£30bn mega-merger between BAE and EADS was on the brink of collapse last night, as EADS denied that talks between governments had broken down.
Last-ditch meetings were taking place yesterday to thrash out the finals hurdles to the merger. European defence ministers, including defence secretary Philip Hammond, met in Brussels yesterday at a Nato summit where the deal was on the agenda. The boards of BAE and EADS met separately last night, while BAE chief Ian King spoke with EADS boss Tom Enders ahead of the looming deadline of 5pm today, set by the UK Takeover Panel.
EADS was forced to deny German reports that the deal had collapsed yesterday afternoon and said that “progress” had been made between the UK and French governments.
It is understood that negotiators for the two countries reached a breakthrough over state shareholdings, including capping future stakes in the merged firm.
However, Germany is thought to remain opposed to these proposals. A source close to the transaction said that Berlin is unhappy on several issues – including concerning government stakes in the enlarged firm and where it is headquartered – and could try to block the deal unless these are ironed out.

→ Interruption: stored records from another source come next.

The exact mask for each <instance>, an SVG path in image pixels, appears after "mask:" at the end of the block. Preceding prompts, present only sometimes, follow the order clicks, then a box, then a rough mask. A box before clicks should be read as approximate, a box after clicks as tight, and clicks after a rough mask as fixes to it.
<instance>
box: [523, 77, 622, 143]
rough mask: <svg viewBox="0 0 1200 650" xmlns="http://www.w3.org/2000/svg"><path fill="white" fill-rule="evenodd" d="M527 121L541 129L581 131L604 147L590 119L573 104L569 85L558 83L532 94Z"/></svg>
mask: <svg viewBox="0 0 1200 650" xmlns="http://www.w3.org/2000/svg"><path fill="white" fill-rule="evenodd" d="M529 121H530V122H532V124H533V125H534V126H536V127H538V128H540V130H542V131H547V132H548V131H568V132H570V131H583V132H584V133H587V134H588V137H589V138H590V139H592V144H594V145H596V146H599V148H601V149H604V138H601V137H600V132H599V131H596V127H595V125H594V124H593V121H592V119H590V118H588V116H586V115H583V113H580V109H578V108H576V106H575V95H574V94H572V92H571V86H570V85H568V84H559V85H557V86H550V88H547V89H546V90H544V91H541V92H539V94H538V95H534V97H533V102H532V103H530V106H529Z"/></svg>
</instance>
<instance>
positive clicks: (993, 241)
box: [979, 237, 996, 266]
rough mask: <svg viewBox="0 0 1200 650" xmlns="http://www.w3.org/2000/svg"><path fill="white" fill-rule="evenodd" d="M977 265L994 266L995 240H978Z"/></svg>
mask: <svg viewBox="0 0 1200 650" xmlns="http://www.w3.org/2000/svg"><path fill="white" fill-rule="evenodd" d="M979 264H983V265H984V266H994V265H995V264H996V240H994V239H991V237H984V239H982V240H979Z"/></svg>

The merger, which would create the world’s largest defence and aerospace company, hinges on whether the governments are prepared to limit their holdings in the new defence group. France has been reluctant to agree to a cap on its stake in EADS, which could be as high as 13.5 per cent in the enlarged firm. Germany, while it does not want to hold a government stake, wants parity with France, whereas Britain is opposed to the two countries owning a combined 27 per cent.
EADS’s Enders has previously said he wants little state involvement in the new firm to ensure competitiveness.
Multiple sources close to the transaction said it was more than likely that today’s 5pm deadline would be extended due to the political hurdles that still need to be overcome.
Tory MP Bernard Jenkin, head of the Public Administration Select Committee, yesterday told City A.M. at the Conservative party conference in Birmingham: “The longer this drags out, the less likely the deal becomes. The more we think about this, the more apparent are the problems and risks to the UK-US relationship if EADS takes over BAE.”
Shareholder resistance to the terms of the merger could also topple the deal. BAE’s largest shareholder Invesco, which holds 13.3 per cent of the British firm, said on Monday that it opposed the tie-up.